“Just say it,” Corbin said tightly.
“Your father was a Water Fae, but your mother was a Shifter. The Shifter part shouldn’t be a surprise considering what you know, but with the Shifters confined to the Underground, it was unexpected,” she said. “He was still debating how he wanted to use you.”
The silence that settled was deafening, but it was fine. Let them digest all that new information. The quiet didn’t stay for long though.
“While that information is…enlightening,” Corbin said, “it still doesn’t explain where we’re going and what we’re doing.”
“We’re going to the Serafina Estate,” she said simply.
“Why?” Lange asked.
But Corbin had the answer. Observant, introspective Corbin, who was always watching her with that penetrating stare.
“She has a child there,” he said, his voice barely more than a whisper.
“Is that true?” Lange demanded. “You have a child? That’s what this is all about?”
She could hear the disbelief in his voice, and she couldn’t blame him. Imagine her, the cold-hearted bitch who didn’t care about them and constantly told them not to trust her, as a mother. It was preposterous, and she agreed.
“She is to be my replacement,” Eviana said quietly. “Valter is simply waiting until she is of age. Then I will meet my end like my predecessor, and he will take her. Break her. Make her what I am. I can’t…”
She trailed off, looking up at the sound of rustling and footsteps. Lange had pushed to his feet, rounding the fire before dropping next to her. Then he wrapped his arms around her, pulling her into his chest, and she stiffened, not knowing what was happening or why he was touching her. Because the only touches she’d known for so long were greedy ones.
And still Lange held her to him when he asked softly, “Do you know her name?”
“Priya.” And why did she practically choke on the name? Why were her cheeks wet? Why was she leaning into him and letting him gently rock her back and forth? Why was her chest heaving?
Corbin had moved at some point as well, coming to sit next to them. He reached over every once in a while, swiping tears away from her face.
“I don’t know where I’ll take her,” she whispered into Lange’s shirt, unsure when she’d fisted the fabric in her hands. “But she can’t end up like me. I’m a terrible, unfeeling monster, but she doesn’t deserve that.”
“You’re not a monster,bellana,” Lange said gently.
“I am,” she said. “And I’m okay with that. Because I’ll be a monster for her so she doesn’t have to become one herself.”
“Then we’ll become monsters too,” he replied, a chaste press of lips brushing the crown of her head.
She should tell them no. They were too innocent to become what she was.
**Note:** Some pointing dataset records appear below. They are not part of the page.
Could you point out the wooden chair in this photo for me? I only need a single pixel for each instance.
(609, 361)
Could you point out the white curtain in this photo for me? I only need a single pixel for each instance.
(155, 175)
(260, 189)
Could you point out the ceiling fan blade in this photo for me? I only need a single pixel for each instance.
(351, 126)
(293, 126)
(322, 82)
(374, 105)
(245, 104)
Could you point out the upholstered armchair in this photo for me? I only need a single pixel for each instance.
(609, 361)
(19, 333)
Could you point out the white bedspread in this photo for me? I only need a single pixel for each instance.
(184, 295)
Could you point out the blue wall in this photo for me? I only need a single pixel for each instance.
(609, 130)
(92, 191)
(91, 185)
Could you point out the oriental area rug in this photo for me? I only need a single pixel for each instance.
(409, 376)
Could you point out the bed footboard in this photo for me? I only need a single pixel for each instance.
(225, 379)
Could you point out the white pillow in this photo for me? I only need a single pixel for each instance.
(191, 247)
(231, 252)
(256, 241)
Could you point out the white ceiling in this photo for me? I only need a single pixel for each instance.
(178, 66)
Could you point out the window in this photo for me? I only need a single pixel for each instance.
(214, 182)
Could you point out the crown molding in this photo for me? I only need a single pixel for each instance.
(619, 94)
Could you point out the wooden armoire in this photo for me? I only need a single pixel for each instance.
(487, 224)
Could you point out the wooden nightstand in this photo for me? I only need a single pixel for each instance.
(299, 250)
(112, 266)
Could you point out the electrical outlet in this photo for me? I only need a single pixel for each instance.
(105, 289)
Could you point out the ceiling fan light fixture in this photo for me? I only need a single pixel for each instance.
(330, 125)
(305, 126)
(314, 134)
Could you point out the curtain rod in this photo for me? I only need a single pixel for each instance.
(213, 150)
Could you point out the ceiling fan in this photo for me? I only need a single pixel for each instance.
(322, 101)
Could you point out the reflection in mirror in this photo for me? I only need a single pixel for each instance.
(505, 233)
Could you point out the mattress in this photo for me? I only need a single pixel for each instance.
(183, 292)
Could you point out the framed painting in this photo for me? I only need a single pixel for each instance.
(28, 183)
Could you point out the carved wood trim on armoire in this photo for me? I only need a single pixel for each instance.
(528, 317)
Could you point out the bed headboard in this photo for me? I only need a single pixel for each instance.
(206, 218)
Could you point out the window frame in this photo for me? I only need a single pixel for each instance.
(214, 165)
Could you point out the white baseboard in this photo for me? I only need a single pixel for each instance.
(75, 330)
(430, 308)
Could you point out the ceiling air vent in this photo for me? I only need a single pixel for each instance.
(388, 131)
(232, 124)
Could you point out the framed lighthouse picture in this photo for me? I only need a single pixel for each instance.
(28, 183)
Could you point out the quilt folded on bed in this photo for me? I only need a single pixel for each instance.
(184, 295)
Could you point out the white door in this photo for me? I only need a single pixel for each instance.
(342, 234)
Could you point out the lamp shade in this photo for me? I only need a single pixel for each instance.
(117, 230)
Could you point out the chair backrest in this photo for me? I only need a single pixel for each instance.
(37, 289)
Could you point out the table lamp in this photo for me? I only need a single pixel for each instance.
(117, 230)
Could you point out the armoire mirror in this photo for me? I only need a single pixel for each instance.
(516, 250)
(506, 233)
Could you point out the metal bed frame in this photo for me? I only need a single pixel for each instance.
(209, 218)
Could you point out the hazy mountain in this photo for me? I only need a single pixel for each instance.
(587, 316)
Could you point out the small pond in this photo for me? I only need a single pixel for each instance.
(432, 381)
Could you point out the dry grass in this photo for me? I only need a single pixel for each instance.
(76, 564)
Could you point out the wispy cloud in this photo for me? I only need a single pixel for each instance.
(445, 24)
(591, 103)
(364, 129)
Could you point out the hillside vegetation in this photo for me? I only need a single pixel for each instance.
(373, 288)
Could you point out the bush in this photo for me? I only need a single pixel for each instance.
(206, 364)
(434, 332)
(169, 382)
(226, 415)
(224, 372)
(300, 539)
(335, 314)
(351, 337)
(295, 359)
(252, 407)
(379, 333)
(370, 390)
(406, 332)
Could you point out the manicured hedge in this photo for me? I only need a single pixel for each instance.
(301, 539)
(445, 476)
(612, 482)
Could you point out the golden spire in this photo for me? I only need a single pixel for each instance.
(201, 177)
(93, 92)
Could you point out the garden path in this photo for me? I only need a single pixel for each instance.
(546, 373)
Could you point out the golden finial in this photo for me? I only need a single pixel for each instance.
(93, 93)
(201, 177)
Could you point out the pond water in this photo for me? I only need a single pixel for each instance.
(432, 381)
Should tell them she couldn’t stomach the idea of plunging a dagger into their chests like she’d done for Lev to put them out of their misery when they could no longer live with themselves.
But she’d tell them that later because this touch was comforting, and she didn’t know it could be like that. She didn’t know she could be touched and held and not have to give anything in return.
She didn’t deserve what they were offering her, but in the end, she was still a monster. If they wanted to accompany her into death, she wasn’t going to stop them.
29
LUKA
Luka had woken up, finding the room empty other than Tessa. Her steady breathing was the only sound filling the space. The blanket draped over her was no doubt courtesy of Theon, and for her to be sleeping that deeply, Theon hadn’t left the room all that long ago either. She’d looked different. Rested. Unharmed.
Unlike him.
His entire body ached, even if all of his wounds were mostly healed. He felt like he’d fallen out of the sky, and his wings were still tender. He could banish them, but he hadn’t. Not yet. He wasn’t doing anything to them until he talked to Cienna, just to make sure he didn’t fuck something up.
Everything felt off yet somehow right, and he couldn’t explain it. Someone else would need to explain it to him because he didn’t know how long he’d been sleeping, or how they’d ended up at the Underground Penthouse, or what was going on in the realm. The last thing he remembered was Tessa’s tearstained face before his world had gone dark. He’d expected to wake up in the After, not the Underground.
So he’d let Tessa sleep and made his way to the bathroom, taking a long shower. He let the warm water soothe aching muscles, and when he was done washing, he just stood in the spray. He shouldn’t have survived, yet here he was.
When he’d woken, he’d immediately recognized the room as Theon’s, and with no clothing in there, he went across the hall with only a towel wrapped around his waist. Finding training pants, he didn’t bother with a shirt. Opening the door to go back across the hall, he stopped short, finding Theon leaning against the opposite wall, waiting for him. Neither of them said anything. They didn’t need to when they’d spent nearly every day together their entire lives. Then Theon reeled him in, careful of his wings.